After months of negotiations to create a grand coalition, Angela Merkel was sworn in by Parliament on Tuesday to serve a third term as chancellor.
"Her confirmation as chancellor in a vote by lawmakers in the Bundestag on Tuesday was virtually assured after her Christian Democratic Union, or CDU, came in first place by a wide margin when Germans went to the polls in September. But the party fell just short of a majority of seats in the Bundestag, touching off weeks of negotiation with other groups to form a government.
"Merkel will preside over a 'grand coalition' uniting the conservative CDU with its archrival, the center-left Social Democrats, who finished second in the election. The two parties agreed on an agenda that should see a continuation of Merkel's tax-friendly policies tempered by some concessions to the Social Democrats, including Germany's first national minimum wage and some pension increases."

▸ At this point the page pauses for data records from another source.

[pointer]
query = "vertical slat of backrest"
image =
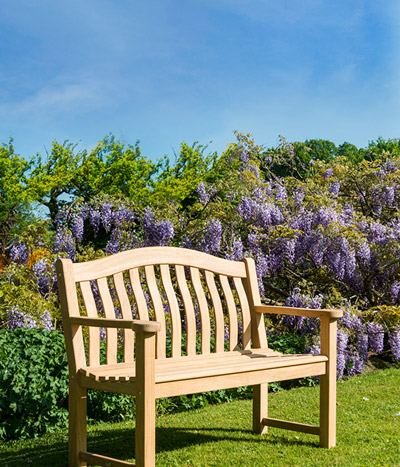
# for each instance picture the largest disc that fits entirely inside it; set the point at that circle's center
(244, 306)
(137, 290)
(203, 310)
(218, 312)
(189, 310)
(176, 324)
(126, 314)
(158, 309)
(258, 333)
(232, 312)
(112, 334)
(93, 332)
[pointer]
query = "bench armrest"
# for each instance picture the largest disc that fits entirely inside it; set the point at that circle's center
(135, 324)
(307, 312)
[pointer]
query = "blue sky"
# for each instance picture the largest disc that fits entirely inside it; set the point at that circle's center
(169, 71)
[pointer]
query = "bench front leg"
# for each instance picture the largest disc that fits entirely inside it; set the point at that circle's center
(77, 401)
(328, 384)
(145, 430)
(260, 408)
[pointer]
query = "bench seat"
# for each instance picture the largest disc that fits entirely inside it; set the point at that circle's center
(163, 301)
(246, 367)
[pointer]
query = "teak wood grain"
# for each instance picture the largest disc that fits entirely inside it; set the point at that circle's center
(152, 300)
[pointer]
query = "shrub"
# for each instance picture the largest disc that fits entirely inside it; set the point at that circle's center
(33, 382)
(34, 386)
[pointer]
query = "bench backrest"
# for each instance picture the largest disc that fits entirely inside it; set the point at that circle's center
(190, 293)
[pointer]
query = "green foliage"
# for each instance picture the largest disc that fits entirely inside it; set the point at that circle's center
(33, 383)
(115, 169)
(179, 180)
(55, 175)
(13, 169)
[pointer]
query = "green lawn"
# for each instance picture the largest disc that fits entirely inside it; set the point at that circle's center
(368, 432)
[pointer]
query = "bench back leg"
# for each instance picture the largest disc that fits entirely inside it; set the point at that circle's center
(328, 385)
(260, 408)
(77, 423)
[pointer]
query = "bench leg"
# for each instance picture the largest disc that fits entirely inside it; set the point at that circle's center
(77, 423)
(260, 408)
(145, 429)
(327, 437)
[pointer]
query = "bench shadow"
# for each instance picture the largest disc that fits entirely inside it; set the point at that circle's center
(121, 444)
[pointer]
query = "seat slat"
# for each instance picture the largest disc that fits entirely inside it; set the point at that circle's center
(244, 306)
(203, 310)
(126, 314)
(176, 325)
(232, 312)
(189, 310)
(93, 333)
(111, 334)
(158, 309)
(218, 313)
(173, 370)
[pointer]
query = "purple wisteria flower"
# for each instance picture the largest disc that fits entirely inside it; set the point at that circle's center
(40, 269)
(19, 253)
(334, 189)
(94, 220)
(77, 227)
(19, 319)
(328, 173)
(212, 236)
(156, 233)
(204, 197)
(106, 216)
(64, 242)
(237, 250)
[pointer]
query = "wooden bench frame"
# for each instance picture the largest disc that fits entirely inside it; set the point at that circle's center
(151, 374)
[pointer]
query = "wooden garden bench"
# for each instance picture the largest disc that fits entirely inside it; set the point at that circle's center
(179, 293)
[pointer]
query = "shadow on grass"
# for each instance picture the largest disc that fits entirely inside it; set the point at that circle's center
(119, 443)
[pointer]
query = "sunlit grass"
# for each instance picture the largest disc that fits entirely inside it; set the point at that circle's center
(368, 432)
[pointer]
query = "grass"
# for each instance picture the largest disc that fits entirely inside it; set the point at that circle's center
(368, 429)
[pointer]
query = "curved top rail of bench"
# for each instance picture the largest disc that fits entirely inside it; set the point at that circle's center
(130, 259)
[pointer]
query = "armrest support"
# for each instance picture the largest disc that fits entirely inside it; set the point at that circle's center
(307, 312)
(135, 324)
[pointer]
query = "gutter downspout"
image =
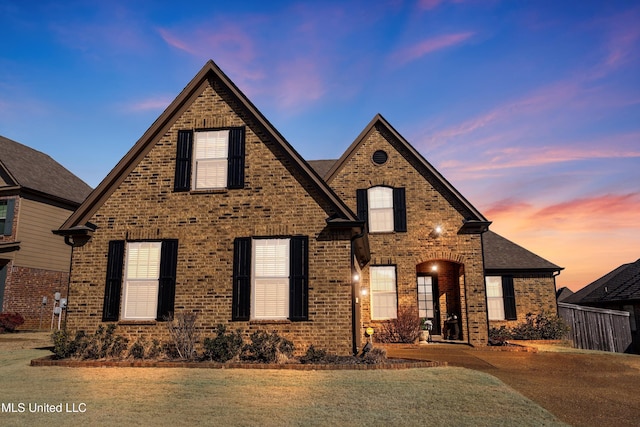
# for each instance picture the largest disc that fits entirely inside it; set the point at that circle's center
(354, 294)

The Christian Science Monitor reports that despite the fact that Merkel will be governing along with her rivals therefore making her government more left-leaning, significant change is not expected when it comes to eurozone.
"Merkel did have to concede on some issues: Most notably, the CDU accepted a national minimum national wage, set at 8.5 euros ($11.70), which was the major policy platform of the SPD," the Monitor reports. "But in reality, almost nothing will change, including Germany's tough policies in Europe on fiscal discipline. Notably, German Finance Minister Wolfgang Schaeuble will remain in the government."
Merkel was elected for a four-year term.